Le mot « Karez » vient du ouïgour et signifie puits. Les chinois alimentaient Turpan avec mais surtout, ils s’en servaient pour l’agriculture et le bétail. Il parait que dans Turpan, il y aurait plus de 1000 puits dérivants de ce réseau souterrain. C’est assez impressionnant de constater l’efficacité d’un système qui remonte à plus de 2000 ans ! Et on comprend mieux pourquoi les Caravansérails choisissaient de s’arrêter-là. Ils étaient sûrs d’avoir de l’eau.

On visite un des canaux qui fonctionne encore.

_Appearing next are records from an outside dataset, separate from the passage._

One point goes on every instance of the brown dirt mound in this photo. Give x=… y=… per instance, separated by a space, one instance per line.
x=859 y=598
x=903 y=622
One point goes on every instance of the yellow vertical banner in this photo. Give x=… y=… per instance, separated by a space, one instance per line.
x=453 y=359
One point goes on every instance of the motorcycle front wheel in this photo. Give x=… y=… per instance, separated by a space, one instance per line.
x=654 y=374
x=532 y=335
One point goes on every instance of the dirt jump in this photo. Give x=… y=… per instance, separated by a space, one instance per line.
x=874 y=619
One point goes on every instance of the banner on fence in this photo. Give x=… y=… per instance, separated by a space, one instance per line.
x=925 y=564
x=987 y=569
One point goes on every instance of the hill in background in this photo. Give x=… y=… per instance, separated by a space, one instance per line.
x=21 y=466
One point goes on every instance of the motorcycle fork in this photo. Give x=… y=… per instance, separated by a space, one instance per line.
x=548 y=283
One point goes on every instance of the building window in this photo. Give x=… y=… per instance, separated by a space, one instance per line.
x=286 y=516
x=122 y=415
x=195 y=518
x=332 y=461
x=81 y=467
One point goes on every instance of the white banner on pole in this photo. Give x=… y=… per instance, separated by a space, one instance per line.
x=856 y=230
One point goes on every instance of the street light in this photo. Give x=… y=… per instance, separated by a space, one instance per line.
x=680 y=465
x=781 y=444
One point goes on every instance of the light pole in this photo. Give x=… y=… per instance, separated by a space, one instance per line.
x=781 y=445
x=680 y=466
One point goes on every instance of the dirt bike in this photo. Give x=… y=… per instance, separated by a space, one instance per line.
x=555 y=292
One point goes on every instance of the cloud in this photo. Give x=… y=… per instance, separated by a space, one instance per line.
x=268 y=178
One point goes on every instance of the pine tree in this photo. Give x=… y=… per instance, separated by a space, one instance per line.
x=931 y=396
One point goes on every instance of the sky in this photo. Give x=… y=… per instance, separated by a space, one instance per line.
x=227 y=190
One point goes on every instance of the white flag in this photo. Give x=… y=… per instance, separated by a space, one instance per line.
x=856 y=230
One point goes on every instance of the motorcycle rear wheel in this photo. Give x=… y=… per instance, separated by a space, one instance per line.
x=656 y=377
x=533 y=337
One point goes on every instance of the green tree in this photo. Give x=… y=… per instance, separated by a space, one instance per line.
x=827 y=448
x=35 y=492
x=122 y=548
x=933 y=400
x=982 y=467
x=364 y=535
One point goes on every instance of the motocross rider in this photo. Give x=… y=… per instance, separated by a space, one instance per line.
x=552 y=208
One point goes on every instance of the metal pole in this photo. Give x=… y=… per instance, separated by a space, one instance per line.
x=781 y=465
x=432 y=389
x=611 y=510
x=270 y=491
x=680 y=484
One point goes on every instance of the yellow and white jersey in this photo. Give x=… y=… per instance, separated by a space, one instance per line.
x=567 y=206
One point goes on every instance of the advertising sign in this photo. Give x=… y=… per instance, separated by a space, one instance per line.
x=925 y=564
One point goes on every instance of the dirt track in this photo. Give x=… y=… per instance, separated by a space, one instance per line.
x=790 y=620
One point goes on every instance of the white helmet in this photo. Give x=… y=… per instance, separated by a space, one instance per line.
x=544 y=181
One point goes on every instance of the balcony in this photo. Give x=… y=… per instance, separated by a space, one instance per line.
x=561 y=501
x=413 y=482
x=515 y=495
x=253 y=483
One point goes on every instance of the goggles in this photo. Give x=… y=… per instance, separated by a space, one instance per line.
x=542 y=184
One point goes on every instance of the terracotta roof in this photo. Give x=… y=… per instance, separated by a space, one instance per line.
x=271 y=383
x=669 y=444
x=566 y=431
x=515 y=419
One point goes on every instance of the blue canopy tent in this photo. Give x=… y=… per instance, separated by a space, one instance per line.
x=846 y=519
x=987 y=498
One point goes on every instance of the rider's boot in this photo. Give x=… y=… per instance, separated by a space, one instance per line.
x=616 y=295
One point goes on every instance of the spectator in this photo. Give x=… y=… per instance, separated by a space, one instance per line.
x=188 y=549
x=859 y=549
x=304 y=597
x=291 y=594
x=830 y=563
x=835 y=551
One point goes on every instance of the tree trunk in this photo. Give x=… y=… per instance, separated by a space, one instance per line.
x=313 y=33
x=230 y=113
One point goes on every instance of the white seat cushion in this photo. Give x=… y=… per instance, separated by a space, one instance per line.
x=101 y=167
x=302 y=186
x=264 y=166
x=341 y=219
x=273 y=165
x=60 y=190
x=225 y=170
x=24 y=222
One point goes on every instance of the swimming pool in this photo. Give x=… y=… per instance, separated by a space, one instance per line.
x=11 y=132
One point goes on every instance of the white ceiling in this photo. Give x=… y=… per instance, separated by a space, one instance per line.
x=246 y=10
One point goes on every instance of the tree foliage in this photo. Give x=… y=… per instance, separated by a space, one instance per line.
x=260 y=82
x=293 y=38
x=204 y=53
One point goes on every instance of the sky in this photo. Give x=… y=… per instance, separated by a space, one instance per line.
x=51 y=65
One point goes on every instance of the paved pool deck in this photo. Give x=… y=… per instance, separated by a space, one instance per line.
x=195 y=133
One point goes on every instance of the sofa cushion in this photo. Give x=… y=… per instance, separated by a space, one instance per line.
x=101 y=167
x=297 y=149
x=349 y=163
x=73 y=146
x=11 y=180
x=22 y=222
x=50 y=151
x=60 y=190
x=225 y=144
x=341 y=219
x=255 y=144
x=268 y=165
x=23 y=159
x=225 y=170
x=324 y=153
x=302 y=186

Dans celui-ci on se tient debout, mais ce n’est pas le cas de tous les tunnels.

Ici par exemple, la galerie n’est creusée que pour l’eau, on peut y accéder, mais en rampant.

Au sortir de la visite, on déboule dans ce superbe bâtiment.

Il sert surtout à accueillir les boutiques pour touristes, mais difficile de  ne pas se perdre dans sa contemplation.

Les enfants, eux, ont le nez baissé vers ces étranges bacs.

Ils choisissent une pierre souvenir. Allez savoir pourquoi, j’ai des enfants qui adorent les cailloux !

L’autre spécialité de Turpan, en dehors de ses puits, ce sont les vignes. Et partout, on trouve ces espèces de structures en bois, plantées de fiches, qui servent à faire sécher le raisin, grappe par grappe.

C’est étrangement assez joli de voir ces fruits racornis suspendus comme de la viande chinoise (bon appétit) !

Comme on est des touristes très bon public, on cède aux photos traditionnelles…

ElouanPrinceCharmant, il a l’air cool comme ça. Mais faut pas trop l’énerver ! ^^

Ah… le sourire de mon grand… plein de fiouuuu dans mon cœur.

Nous quittons le musée de Karez, la tête sous les vignes, comme à l’aller.

On retourne au bus, et c’est reparti !

On en profite pour grignoter !

Dans ce genre de région, quand on prend la route, on pourrait dire qu’on prend le désert. A gauche la terre qui poudroie, à droite aussi, ma soeur Âne.

Pis parfois, pouf, un champ de vignes !

Et de nouveau le désert.

Alors dès qu’on voit un peu d’attraction, on demande au bus de s’arrêter, comme ici , intrigués par cette tâche verte au loin

Il s’agit en fait de… raisin ! Que c’est étonnant hein ^^ !  Il sèche à même le sol.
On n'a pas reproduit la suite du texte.